Sejarah jarang cerewet, tetapi selalu konsisten memberi peringatan. Amerika pernah tersulut oleh pajak teh yang terlihat sepele di neraca kerajaan, tetapi terasa menampar martabat koloni. Seruan tidak ada pajak tanpa keterwakilan menjadi mantra yang menumbuhkan tekad untuk membuang peti-peti teh ke laut dan akhirnya membuang penjajahan itu sendiri. Sebuah pelajaran klasik: pajak bukan sekadar angka, ia adalah bahasa tentang siapa yang dihargai dan siapa yang dilupakan.

Prancis pernah meledak ketika beban pajak menumpuk di pundak golongan ketiga, sementara golongan istimewa menari di lantai marmer tanpa ikut menanggung. Ketika roti menjadi mahal dan keadilan menjadi barang langka, rakyat menyimpulkan bahwa guillotine lebih jujur daripada meja rapat istana. Lagi-lagi sinyal yang sama: ketimpangan beban dan ketimpangan martabat selalu berpasangan.

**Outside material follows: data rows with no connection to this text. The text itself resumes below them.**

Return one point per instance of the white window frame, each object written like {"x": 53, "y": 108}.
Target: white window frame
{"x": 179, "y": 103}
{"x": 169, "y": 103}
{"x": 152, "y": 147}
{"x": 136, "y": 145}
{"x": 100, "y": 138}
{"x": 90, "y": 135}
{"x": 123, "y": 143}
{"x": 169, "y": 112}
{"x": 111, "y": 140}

Inggris pun pernah memantik api perang saudara karena raja memungut uang kapal tanpa persetujuan yang semestinya. Sebuah pungutan yang mungkin terlihat teknis di mata istana, tetapi terasa sewenang-wenang di mata rakyat. Di situ, pajak berubah dari perangkat negara menjadi bukti pengkhianatan terhadap kesepakatan politik. Dan ketika kesepakatan dirusak, sejarah mencatat kepala yang bergulir.

India mengajarkan sisi lain dari amarah. Garam, barang yang sederhana, dikenai pajak dan dimonopoli sampai terasa sebagai penghinaan terhadap martabat hidup. Gandhi berjalan menuju pantai, memungut garam sendiri, dan menunjuk hidung kekuasaan yang lupa bahwa legitimasi tidak bisa ditambal dengan pentungan. Kadang perlawanan tidak memerlukan teriakan keras. Garam saja sudah cukup asin untuk menyadarkan.

Meksiko berjuang dari beban upeti dan pungutan kolonial yang menyayat petani dan kaum bawah. Ketika negara dianggap tidak lagi rumah, melainkan kasir yang dingin, maka lonceng gereja dibunyikan bukan untuk misa, tetapi untuk perang. Pajak yang tidak adil adalah homili yang buruk. Ia mengajarkan benci, bukan ketaatan.

Kembali ke Indonesia hari-hari ini. Di Pati, kenaikan PBB memicu amarah yang merembet menjadi tuntutan politik. Di Jakarta, protes meledak karena rasa tidak adil yang menumpuk, diperparah insiden yang merenggut nyawa seorang anak bangsa yang sedang bekerja mengantarkan makanan. Di Makassar, api menjilat gedung dan menelan tiga jiwa. Di Surabaya, kantor pemerintahan diterjang massa. Di ibukota, halte terbakar, layanan bus berhenti, dan rute kereta dipangkas. Ini bukan lagi perdebatan akademis tentang elastisitas pajak. Ini adalah ongkos sosial yang dibayar dengan darah, air mata, dan puing.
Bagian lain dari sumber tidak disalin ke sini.